Problem
I have an XML file that I would like to parse in R. I know that this file is not corrupted because the following Python code seems to work:
>>> import xml.etree.ElementTree as ET
>>> xml_tree = ET.parse(PATH_TO_MY_XML_FILE)
>>> do_my_regular_xml_stuff_that_seems_to_work_no_problem(xml_tree)
Now, when I try to run the following code in R, I get an error message:
> library("XML")
> xml_tree <- XML::xmlParse(PATH_TO_MY_XML_FILE)
Error in nchar(text_repr): invalid multibyte string, element 1
Traceback:
Alright, maybe the parser doesn't recognize the encoding.
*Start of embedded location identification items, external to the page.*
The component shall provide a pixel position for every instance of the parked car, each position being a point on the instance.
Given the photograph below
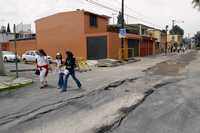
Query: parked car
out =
(9, 56)
(31, 56)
Luckily this should be specified in a decent XML file. So, I go to my shell and check:
$ head -n1 PATH_TO_MY_XML_FILE
??<?xml version="1.0" encoding="utf-16"?>
Now, I can go back to R and explicitly pass on the encoding, only to face the next error message where I got stuck now:
> library("XML")
> xml_tree <- XML::xmlParse(PATH_TO_MY_XML_FILE, encoding='UTF-16')
Start tag expected, '<' not found
Error: 1: Start tag expected, '<' not found
Traceback:
1. XML::xmlParse(filePath, encoding = "UTF-16")
2. (function (msg, ...)
. {
. if (length(grep("\\\n$", msg)) == 0)
. paste(msg, "\n", sep = "")
. if (immediate)
. cat(msg)
. if (length(msg) == 0) {
. e = simpleError(paste(1:length(messages), messages, sep = ": ",
. collapse = ""))
. class(e) = c(class, class(e))
. stop(e)
. }
. messages <<- c(messages, msg)
. })(character(0))
A last attempt to check (in R) if the file is in fact "UTF-16" encoded yields:
> f <- file(filePath, 'r', encoding = "UTF-16")
> firstLine <- readLines(f, n=1)
> close(f)
> print(line)
[1] "<?xml version=\"1.0\" encoding=\"utf-16\"?>"
Which looks just about right to me.
Question(s)
Does anyone know what is happening here? Is this a bug from the XML library? Is the file maybe not 'UTF-16' encoded, even though it claims it is? What are the two question marks ??
that I see when I print the file into the shell? These question marks don't appear when reading in the file properly...